A Hyundai dealership in Beijing was recently seen offering a whopping 40,000 yuan ($5,996) discount. Ahead of a weeklong holiday period in China, the showroom is offering an up to 30% discount on the ix25 compact sport utility vehicle, even at the risk of losses. A staffer lamented that vehicles are not selling even with the stepped-up incentives.

Hyundai's Chinese sales, including group brand Kia, dipped 1% in the January-June period. This is an improvement from a year earlier, when declines were sharper. Yet because of its heavy reliance on discounting, Hyundai is now labeled a "bargain seller."
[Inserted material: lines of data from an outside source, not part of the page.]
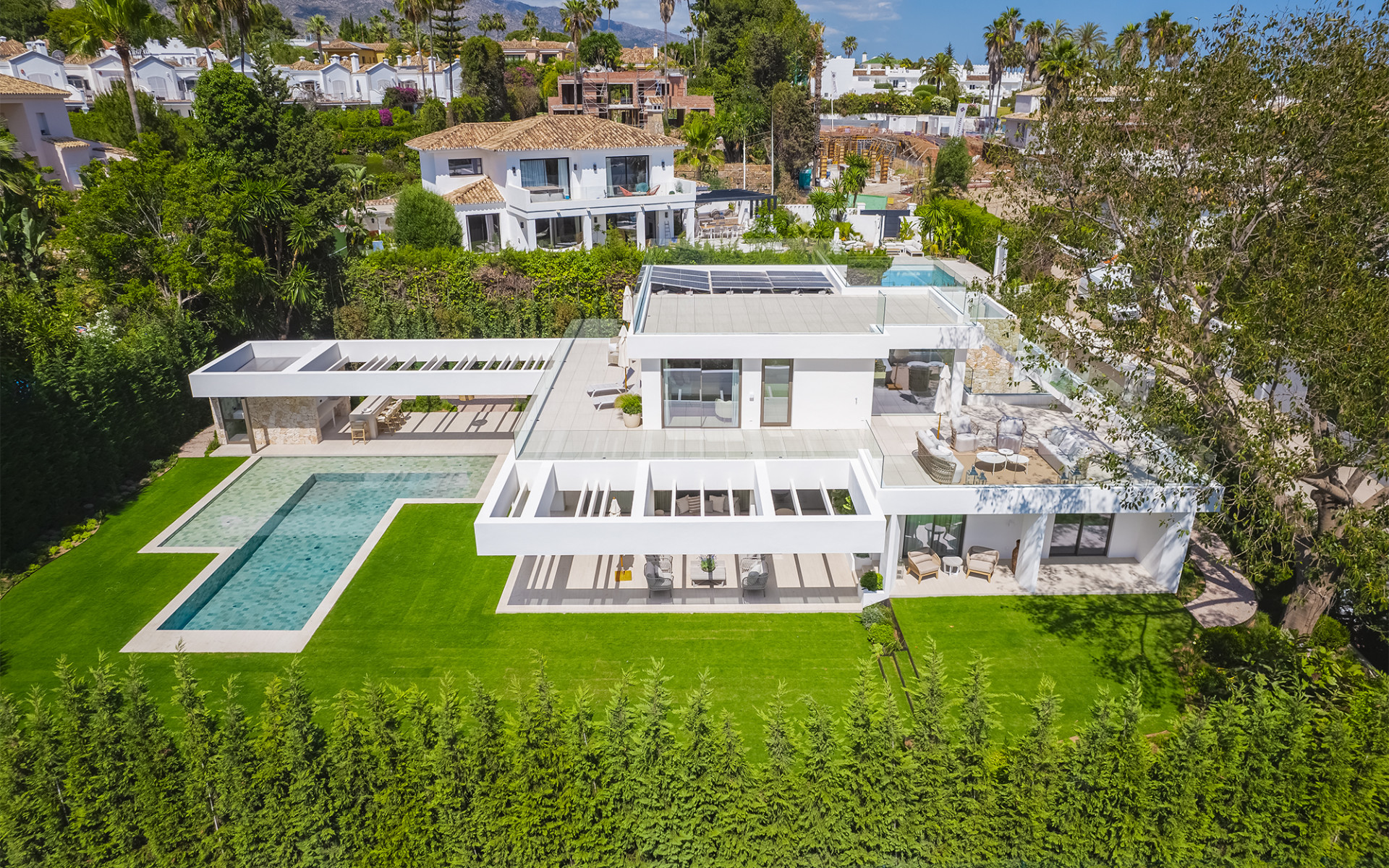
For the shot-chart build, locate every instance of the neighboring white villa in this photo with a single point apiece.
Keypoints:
(39, 122)
(557, 182)
(800, 427)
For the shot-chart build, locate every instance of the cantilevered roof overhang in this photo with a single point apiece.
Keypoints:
(296, 368)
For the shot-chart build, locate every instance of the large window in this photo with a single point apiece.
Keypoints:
(940, 534)
(777, 391)
(1087, 535)
(546, 176)
(558, 232)
(699, 392)
(628, 175)
(467, 166)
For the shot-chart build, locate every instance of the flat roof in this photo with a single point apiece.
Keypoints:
(764, 314)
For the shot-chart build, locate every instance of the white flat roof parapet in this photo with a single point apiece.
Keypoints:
(294, 368)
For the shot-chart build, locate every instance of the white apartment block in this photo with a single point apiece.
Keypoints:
(557, 182)
(800, 427)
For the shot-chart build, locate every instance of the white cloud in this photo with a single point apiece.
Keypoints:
(868, 10)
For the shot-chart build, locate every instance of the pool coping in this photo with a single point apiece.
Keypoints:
(152, 639)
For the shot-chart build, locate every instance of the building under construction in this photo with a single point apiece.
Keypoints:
(638, 98)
In the U.S., Hyundai's sales are up 2.5% this year. This in an American market averaging 0.6% growth, according to research company Autodata. So the South Korean automaker looks to be doing well.

But this is a result of low-price sales to such buyers as leasing companies to clear away piled up inventory, points out an analyst at Hanwha Investment & Securities. The analyst estimates that Hyundai's U.S. sales company sustained a net loss in the January-June period.

Outperformed by Kia

Hyundai's operating profit shrank year on year for nine straight quarters through the April-June period. Kia Motors, an equity-method affiliate not included in Hyundai's group earnings, enjoyed profit growth for a fourth straight quarter.
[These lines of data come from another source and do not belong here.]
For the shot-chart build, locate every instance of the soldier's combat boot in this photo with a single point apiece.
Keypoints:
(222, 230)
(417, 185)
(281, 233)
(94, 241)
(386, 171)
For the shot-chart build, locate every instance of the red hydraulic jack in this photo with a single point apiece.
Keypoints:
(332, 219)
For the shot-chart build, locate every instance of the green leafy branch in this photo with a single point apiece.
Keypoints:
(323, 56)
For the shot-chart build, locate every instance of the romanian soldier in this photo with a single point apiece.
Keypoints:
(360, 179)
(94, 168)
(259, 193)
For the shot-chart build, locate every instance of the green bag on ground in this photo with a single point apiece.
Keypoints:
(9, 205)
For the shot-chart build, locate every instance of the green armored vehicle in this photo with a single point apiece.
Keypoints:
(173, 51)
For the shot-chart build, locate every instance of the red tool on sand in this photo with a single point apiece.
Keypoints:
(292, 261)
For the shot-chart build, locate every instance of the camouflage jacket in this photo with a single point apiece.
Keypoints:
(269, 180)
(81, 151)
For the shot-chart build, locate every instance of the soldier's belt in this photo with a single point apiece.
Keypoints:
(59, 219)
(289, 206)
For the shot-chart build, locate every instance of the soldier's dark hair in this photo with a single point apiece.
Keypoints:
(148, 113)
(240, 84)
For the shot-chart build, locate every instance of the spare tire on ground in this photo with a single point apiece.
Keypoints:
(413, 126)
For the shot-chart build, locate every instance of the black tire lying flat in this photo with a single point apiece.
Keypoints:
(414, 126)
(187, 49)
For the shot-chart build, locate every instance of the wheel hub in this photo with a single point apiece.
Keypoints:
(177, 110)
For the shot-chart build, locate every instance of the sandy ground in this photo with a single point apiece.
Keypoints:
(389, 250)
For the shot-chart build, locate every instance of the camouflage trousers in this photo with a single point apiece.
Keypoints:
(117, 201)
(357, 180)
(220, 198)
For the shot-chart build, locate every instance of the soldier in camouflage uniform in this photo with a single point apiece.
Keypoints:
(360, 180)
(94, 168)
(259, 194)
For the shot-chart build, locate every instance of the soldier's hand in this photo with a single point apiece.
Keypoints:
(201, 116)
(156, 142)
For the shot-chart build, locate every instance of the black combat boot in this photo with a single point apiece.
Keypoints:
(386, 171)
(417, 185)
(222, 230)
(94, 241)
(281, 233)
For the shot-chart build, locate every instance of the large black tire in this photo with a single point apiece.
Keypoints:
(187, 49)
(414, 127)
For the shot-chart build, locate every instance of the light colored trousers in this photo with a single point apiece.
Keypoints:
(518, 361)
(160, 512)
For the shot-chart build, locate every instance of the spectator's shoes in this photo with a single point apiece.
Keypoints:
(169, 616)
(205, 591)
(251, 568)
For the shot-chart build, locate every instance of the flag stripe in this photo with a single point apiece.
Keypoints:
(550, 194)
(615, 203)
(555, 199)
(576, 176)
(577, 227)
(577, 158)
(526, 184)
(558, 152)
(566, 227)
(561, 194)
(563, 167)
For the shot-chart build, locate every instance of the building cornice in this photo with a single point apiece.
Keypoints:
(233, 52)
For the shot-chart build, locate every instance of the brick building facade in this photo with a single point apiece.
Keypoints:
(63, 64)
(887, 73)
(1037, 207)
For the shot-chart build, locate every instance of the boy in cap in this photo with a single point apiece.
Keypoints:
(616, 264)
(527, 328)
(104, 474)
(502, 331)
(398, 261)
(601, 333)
A slowdown in sales of the Sonata -- a Hyundai sedan that had posed a threat to Japanese competition -- is taking a toll, as is the absence of a new hit product. SUVs are increasingly popular in China and the U.S., but these accounted for just 25.6% of Hyundai's sales in the January-June period, compared with 43.8% at Kia.
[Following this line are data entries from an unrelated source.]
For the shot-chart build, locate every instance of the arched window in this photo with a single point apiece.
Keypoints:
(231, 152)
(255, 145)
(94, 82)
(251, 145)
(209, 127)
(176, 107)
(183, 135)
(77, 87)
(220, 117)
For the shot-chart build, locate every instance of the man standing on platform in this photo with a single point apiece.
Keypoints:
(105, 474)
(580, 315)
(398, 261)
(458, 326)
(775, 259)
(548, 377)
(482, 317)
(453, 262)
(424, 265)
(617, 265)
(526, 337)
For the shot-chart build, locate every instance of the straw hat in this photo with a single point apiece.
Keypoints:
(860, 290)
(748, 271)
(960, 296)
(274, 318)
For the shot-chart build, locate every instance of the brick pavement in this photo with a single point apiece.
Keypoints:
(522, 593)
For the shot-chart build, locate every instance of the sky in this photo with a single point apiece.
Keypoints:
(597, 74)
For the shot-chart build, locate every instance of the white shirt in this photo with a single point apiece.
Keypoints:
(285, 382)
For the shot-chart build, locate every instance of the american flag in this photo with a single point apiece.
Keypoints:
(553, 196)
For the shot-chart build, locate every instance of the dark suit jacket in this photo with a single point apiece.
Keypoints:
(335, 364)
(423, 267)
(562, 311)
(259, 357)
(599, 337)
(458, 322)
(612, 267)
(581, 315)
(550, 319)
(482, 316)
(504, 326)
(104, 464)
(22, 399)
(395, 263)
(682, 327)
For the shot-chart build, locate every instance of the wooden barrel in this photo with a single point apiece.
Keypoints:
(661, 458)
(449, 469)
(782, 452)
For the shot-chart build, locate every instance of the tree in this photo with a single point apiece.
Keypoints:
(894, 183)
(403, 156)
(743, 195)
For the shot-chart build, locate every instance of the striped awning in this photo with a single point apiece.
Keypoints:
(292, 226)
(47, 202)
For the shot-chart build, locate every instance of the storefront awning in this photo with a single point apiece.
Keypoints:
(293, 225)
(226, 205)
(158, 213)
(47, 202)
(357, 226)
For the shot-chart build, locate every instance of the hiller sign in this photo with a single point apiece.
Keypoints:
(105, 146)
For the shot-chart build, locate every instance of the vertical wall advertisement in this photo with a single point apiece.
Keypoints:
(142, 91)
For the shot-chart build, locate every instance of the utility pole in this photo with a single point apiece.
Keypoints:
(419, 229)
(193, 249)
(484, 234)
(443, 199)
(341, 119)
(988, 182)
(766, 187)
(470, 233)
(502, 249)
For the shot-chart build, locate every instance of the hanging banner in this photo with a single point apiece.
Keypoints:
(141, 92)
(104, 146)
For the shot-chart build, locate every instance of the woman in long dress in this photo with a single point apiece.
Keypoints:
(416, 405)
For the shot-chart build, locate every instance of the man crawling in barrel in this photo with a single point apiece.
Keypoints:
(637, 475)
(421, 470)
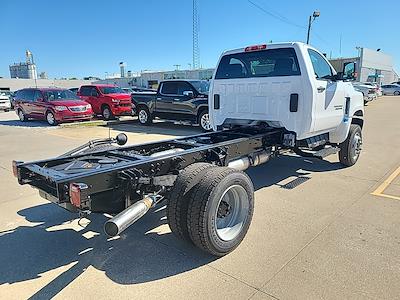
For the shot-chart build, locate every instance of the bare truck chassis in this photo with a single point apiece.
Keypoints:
(127, 181)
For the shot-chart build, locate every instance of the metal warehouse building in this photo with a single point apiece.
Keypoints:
(151, 79)
(370, 65)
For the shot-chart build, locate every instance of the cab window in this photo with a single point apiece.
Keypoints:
(322, 70)
(266, 63)
(184, 86)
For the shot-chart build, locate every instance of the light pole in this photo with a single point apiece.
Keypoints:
(311, 19)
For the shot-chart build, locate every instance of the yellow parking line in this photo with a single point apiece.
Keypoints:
(379, 191)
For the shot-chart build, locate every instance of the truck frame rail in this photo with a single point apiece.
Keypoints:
(108, 180)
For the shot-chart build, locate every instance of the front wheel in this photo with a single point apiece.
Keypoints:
(144, 116)
(51, 119)
(204, 121)
(107, 113)
(350, 149)
(22, 116)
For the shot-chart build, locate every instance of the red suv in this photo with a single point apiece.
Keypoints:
(107, 100)
(52, 104)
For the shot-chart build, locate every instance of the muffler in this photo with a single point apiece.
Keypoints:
(245, 162)
(127, 217)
In order to boost earnings, Hyundai beefed up U.S. production capacity of the Santa Fe SUV by around 50% in June, by reallocating capacity dedicated to sedans. The plan is to increase SUV output elsewhere as well.

Kia, which joined the Hyundai group in 1998, has little interaction with Hyundai except for exchanges of top managers. Development, production and sales operations are all separate. Kia is said to have a more open corporate atmosphere.

Lagging in eco-cars

A miscalculation in environmentally friendly vehicles is another sore spot. Hyundai initially positioned fuel cell vehicles as the core of its green-technology efforts and announced in 2013 its first mass-production facility for such vehicles. But their sales have been low.

Hyundai now aims to broaden its green offerings from the 12 on the market as of June to 28 by 2020. The company is finally shifting gears to focus development on plug-in hybrids and electric vehicles.

The South Korean automaker looks lost and in need of innovation in green technology and autonomous driving. And the disadvantages of its solo journey have come into clear relief as Japanese, U.S. and European rivals collaborate with major partners from within and outside the auto industry to drive innovation.